California residents were likely surprised to find one of their quintessential juice and smoothie spots now offers … well, more than juice and smoothies. Jamba Juice might not have changed its name but it definitely changed its game this week with the addition of food and cold teas to its menus.
The company only recently announced plans to expand beyond its trademark drinks and promptly followed on June 15 with a national rollout commencing on the West coast. The debut brings with it an assortment of grab and go food choices including salads, sandwiches, and four dynamic ready-made wraps: Asian style and Chimichurri chicken for meat-lovers, as well as the vegetarian Greek Goodness and Greens & Grains vegan wrap. Flatbread sandwiches are also available: Four Cheesy, Smokehouse Chicken, Tomo Artichoke, and MediterraneYUM.
In keeping with its healthy lifestyle maxim, Jamba’s grab and go foods contain no artificial flavors, preservatives, high fructose corn syrup, or trans-fat.
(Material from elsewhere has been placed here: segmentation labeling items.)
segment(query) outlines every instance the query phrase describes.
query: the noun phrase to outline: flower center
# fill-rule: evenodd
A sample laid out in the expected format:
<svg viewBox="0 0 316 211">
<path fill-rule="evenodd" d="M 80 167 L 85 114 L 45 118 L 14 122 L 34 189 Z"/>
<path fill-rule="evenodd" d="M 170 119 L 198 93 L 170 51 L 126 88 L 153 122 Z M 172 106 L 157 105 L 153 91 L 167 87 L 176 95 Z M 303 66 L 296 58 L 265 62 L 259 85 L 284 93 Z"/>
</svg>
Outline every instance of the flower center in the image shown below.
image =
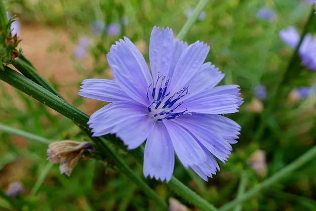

“In making our food choices, we were very selective in offering simple, high quality ingredients without sacrificing taste,” says Vice President of Innovation and Quality Brian Lee. “We are committed to offering our customers food that they can feel good about eating.”
With the new food items also comes the launch of Jamba's Fruit Tea Infusions, a 16-ounce, low-calorie infusion of organic green tea and natural fruit juices served over crushed ice in three tropical flavors— Pomegranate, Passion Fruit, and Prickly Pear.
Although this is the most significant addition to Jamba's menu since its opening in 1990, Kim Larson, vice president of marketing, says the transition towards food was always a goal. “Consumer research revealed customers wanted food. Heavier users might consider smoothies a full meal, but lighter users craved more.”
After the successful winter launch of oatmeal and the inclusion of baked goods and snacks, Jamba saw an opportunity to transform into a complete mealtime destination. The company moved fast; aggressively selecting foods, premium ingredients and conducting below-the-radar research in California's Bay area in less than a year before taking the new items to market. Larson says this is only step two of what will be a comprehensive launch.
With a floundering economy, Jamba's dramatic changes were equally motivated by the need to defend its territory as the country's leading smoothie chain in order to remain competitive. Larson says distinguishing the brand from other quick-service retailers was very important.
“These days it's not unusual to find places like Burger King or Taco Bell offering smoothies,” Larson says.
But while the liquids company is taking the grand leap into solids, Larson believes its unyielding commitment to providing nutritious goods that ultimately sets it apart. “We do believe there is a role for a healthier quick-service,” she says.
Jamba Juice's debut food products are currently available in 222 select California locations.